De onderhavige overgangsregeling komt in de plaats van de Overgangs-regeling waarde eigen woningen. Zij strekt ertoe uitvoering te geven aan de opdracht in artikel 42a, vierde lid, van de Wet op de inkomstenbelasting 1964 en artikel 9, vijfde lid, van de Wet op de vermogensbelasting 1964 zoals deze artikelen luiden na de aanpassing ingevolge de wet van 18 december 1997 houdende wijziging van enkele belastingwetten c.a. (belastingplan 1998), Stb. 730.

De bij deze regeling per gemeente of deel van die gemeente vastgestelde ophogingspercentages reflecteren de gemiddelde waarde-ontwikkeling van de eigen woningen in de periode tussen de waardepeildatum voor de onroerende-zaakbelastingen in de wetsfictiegemeente (1 januari 1992, 1 januari 1993 of 1 januari 1994) en de waardepeildatum voor de Wet WOZ (1 januari 1995). Door voor het vaststellen van de ophogingspercentages uit te gaan van de gemeentelijke constellatie per 1 januari 1997, wordt, zo is in de memorie van toelichting bij de genoemde wet van 18 december 1997 (kamerstukken II 1997/98, 25 691, nr. 3, blz. 14/15) aangegeven, aansluiting bereikt bij de WOZ-beschikkingen die bij het begin van het eerste WOZ-tijdvak zijn vastgesteld. Als gevolg van de herindeling van delen van Noord-Brabant en de keuzes die gemeenten in dat kader hebben gedaan, zijn voor enkele gemeenten per deel van deze gemeenten ophogingspercentages vastgesteld. Het betreft hier voor sommige delen van nieuw ingestelde gemeenten de continuering van reeds eerder vastgestelde ophogingspercentages en voor andere delen, waarvoor nog geen passend ophogingspercentage was vastgesteld, het vaststellen van een nieuw ophogingspercentage.
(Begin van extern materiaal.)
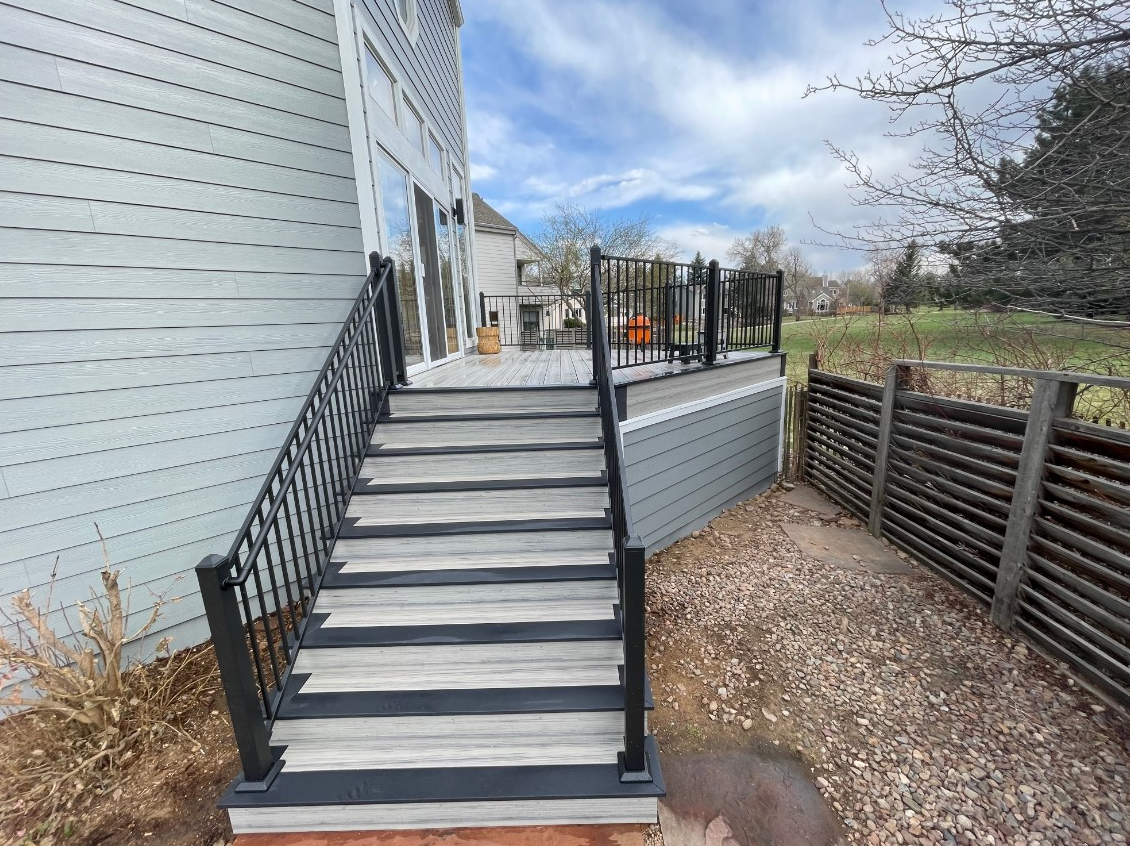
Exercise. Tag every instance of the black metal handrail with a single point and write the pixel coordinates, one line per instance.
(628, 547)
(662, 311)
(258, 596)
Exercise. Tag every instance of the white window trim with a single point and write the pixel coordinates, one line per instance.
(411, 26)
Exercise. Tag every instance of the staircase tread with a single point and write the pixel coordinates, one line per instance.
(445, 784)
(297, 705)
(337, 580)
(320, 636)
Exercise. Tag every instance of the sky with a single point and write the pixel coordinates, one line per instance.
(690, 113)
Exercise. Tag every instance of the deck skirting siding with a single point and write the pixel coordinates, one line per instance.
(688, 463)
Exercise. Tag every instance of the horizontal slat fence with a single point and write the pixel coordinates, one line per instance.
(1076, 602)
(950, 472)
(842, 436)
(1050, 554)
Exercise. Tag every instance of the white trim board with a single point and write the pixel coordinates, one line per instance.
(669, 413)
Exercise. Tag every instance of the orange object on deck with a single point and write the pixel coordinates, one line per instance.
(640, 330)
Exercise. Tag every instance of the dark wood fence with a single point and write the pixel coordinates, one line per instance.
(1026, 511)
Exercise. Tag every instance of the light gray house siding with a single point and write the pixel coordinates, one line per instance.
(688, 463)
(427, 68)
(179, 244)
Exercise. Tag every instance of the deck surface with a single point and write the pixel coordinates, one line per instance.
(531, 368)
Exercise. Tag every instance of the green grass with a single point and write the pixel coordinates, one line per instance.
(860, 346)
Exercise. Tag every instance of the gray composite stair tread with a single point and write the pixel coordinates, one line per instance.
(483, 467)
(477, 506)
(454, 433)
(468, 604)
(461, 740)
(461, 666)
(467, 402)
(494, 812)
(472, 550)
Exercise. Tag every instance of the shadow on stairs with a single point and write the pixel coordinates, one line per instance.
(463, 661)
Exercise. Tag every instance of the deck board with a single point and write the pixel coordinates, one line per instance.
(537, 368)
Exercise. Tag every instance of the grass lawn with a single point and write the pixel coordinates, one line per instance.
(859, 346)
(959, 336)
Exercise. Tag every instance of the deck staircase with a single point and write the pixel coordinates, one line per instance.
(462, 661)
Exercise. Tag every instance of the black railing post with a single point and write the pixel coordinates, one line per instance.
(710, 351)
(778, 311)
(594, 311)
(229, 643)
(634, 758)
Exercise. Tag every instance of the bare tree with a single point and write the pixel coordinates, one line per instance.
(763, 250)
(1023, 107)
(797, 278)
(570, 232)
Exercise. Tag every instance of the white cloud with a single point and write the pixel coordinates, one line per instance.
(668, 116)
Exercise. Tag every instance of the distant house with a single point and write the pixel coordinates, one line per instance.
(506, 260)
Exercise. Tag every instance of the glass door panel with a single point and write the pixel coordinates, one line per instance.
(433, 286)
(463, 256)
(446, 278)
(401, 247)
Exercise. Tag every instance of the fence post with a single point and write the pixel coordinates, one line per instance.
(778, 311)
(235, 672)
(710, 354)
(1051, 399)
(895, 378)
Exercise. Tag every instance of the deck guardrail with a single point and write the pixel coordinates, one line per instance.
(258, 596)
(662, 311)
(628, 548)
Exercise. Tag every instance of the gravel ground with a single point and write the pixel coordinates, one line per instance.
(921, 722)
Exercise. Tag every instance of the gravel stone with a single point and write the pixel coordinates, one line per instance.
(921, 722)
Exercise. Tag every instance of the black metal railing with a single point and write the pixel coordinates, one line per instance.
(536, 321)
(661, 311)
(628, 547)
(258, 596)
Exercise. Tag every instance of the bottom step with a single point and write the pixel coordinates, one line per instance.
(446, 797)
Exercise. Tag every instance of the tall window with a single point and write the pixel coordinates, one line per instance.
(414, 127)
(400, 244)
(380, 86)
(435, 154)
(406, 10)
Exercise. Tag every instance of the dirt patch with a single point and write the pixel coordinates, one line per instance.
(916, 718)
(163, 794)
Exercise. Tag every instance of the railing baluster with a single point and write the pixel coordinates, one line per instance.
(257, 621)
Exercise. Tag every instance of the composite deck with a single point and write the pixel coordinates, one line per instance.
(532, 368)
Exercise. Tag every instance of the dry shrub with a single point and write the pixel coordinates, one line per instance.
(79, 715)
(865, 349)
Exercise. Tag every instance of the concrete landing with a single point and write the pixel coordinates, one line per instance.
(850, 549)
(809, 499)
(527, 836)
(744, 799)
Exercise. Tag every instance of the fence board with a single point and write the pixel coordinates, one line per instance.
(949, 496)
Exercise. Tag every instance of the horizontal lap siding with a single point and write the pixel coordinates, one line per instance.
(685, 470)
(179, 245)
(428, 69)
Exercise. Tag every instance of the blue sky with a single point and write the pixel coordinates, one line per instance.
(687, 112)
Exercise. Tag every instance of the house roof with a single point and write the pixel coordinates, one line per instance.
(486, 215)
(457, 12)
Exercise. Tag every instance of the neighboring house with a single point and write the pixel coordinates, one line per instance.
(506, 260)
(188, 191)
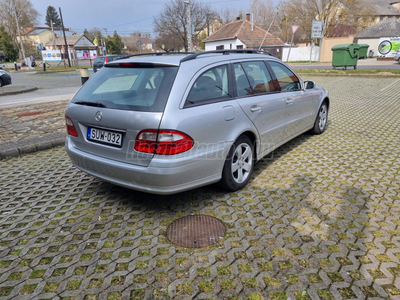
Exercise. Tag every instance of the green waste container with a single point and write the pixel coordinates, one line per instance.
(363, 51)
(345, 55)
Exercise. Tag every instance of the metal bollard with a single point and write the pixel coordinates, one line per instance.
(84, 75)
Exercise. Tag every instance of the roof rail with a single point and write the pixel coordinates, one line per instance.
(225, 52)
(157, 54)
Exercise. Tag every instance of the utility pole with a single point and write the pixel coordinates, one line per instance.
(65, 39)
(52, 30)
(189, 26)
(19, 32)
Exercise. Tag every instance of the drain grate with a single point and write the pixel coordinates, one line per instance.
(196, 231)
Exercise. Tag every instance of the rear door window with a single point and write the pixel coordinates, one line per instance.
(210, 86)
(128, 88)
(252, 78)
(287, 80)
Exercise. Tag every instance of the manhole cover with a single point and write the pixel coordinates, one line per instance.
(196, 231)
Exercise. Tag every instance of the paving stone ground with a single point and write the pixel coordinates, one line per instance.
(319, 220)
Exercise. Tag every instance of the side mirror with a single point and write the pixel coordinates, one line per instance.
(309, 85)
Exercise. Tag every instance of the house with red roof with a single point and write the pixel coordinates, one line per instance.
(243, 34)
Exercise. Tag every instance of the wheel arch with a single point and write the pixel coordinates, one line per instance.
(253, 138)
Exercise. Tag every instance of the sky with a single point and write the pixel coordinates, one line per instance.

Het van toepassing zijnde percentage moet door de belastingplichtigen voor de inkomstenbelasting en voor de vermogensbelasting voor het eerst worden gebruikt voor de aangifte IB 1997/VB 1998 om de door de (wetsfictie)gemeente bekend gemaakte WOZ-waarde te verhogen. Om de bij deze regeling vastgestelde ophogings-percentages te kunnen toepassen voor de heffing van de inkomstenbelasting over 1997, werkt de hiervoor genoemde delegatiebepaling in artikel 42a, vierde lid, van de Wet op de inkomstenbelasting 1964, en in het verlengde daarvan de onderhavige regeling, terug tot en met 1 januari 1997. Na verhoging resulteert een waarde naar het prijsniveau per 1 januari 1995, vergelijkbaar met waarden in gemeenten waarin de WOZ-waarde van de eigen woningen is gebaseerd op de peildatum 1 januari 1995.

De ophogingspercentages zijn de uitkomst van een waarde-onderzoek door de Belastingdienst. Deze percentages hebben een forfaitair karakter.
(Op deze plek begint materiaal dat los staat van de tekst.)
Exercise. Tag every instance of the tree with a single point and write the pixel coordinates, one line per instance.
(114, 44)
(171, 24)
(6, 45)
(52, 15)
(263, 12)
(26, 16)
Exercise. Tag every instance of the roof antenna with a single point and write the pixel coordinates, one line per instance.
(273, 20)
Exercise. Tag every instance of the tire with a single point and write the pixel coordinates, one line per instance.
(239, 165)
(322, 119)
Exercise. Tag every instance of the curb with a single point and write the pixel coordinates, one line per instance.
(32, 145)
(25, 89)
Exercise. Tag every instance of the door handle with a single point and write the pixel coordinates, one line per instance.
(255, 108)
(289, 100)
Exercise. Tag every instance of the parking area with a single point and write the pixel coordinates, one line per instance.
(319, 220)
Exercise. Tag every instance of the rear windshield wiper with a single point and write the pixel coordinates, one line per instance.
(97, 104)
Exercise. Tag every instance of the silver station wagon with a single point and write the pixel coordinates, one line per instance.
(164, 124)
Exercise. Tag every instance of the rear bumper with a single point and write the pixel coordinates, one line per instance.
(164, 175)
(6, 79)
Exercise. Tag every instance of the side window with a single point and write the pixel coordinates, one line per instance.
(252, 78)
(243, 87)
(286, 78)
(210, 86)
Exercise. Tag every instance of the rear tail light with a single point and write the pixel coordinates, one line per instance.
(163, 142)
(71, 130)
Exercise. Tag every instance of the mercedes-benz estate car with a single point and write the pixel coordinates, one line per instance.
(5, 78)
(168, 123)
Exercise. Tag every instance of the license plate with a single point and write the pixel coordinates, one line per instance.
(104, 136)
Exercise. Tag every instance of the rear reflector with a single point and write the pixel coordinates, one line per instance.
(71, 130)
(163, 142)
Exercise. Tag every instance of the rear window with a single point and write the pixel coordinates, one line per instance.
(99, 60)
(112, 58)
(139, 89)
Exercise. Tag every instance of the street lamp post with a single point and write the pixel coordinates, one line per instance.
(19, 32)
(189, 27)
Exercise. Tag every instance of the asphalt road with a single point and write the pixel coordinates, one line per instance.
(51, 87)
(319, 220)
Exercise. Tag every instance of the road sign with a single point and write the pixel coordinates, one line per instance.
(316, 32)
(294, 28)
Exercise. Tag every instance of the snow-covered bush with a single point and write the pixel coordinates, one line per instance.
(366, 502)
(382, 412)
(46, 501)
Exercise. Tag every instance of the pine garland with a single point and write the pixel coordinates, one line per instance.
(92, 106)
Daarom is in artikel 42a, vijfde lid, van de Wet op de inkomstenbelasting 1964 en artikel 9, zesde lid, van de Wet op de vermogensbelasting 1964 voorzien in een tegenbewijsmogelijkheid: als een belastingplichtige aannemelijk maakt dat de met het ophogingspercentage verhoogde waarde ten minste 20 percent, met een minimum van f 10 000, uitgaat boven de waarde in het economische verkeer per 1 januari 1995, dan geldt laatstbedoelde waarde. Omdat in de loop van 1997 duidelijk is geworden dat het toepassen van de ophogingspercentages in sommige delen van wetsfictiegemeenten onredelijk kan uitwerken, heb ik bij Besluit van 1 april 1997, nr. DB97/1252M, om doelmatigheidsredenen goedgekeurd dat, indien belastingplichtigen als gevolg van het ophogingspercentage een hogere waarde zouden moeten aangeven dan de waarde in het economische verkeer van de eigen woning per 1 januari 1995 zoals bedoeld in artikel 42a, derde lid, van de Wet op de inkomstenbelasting 1964 en artikel 9, vierde lid, van de Wet op de vermogensbelasting 1964, zij mogen uitgaan van die lagere waarde.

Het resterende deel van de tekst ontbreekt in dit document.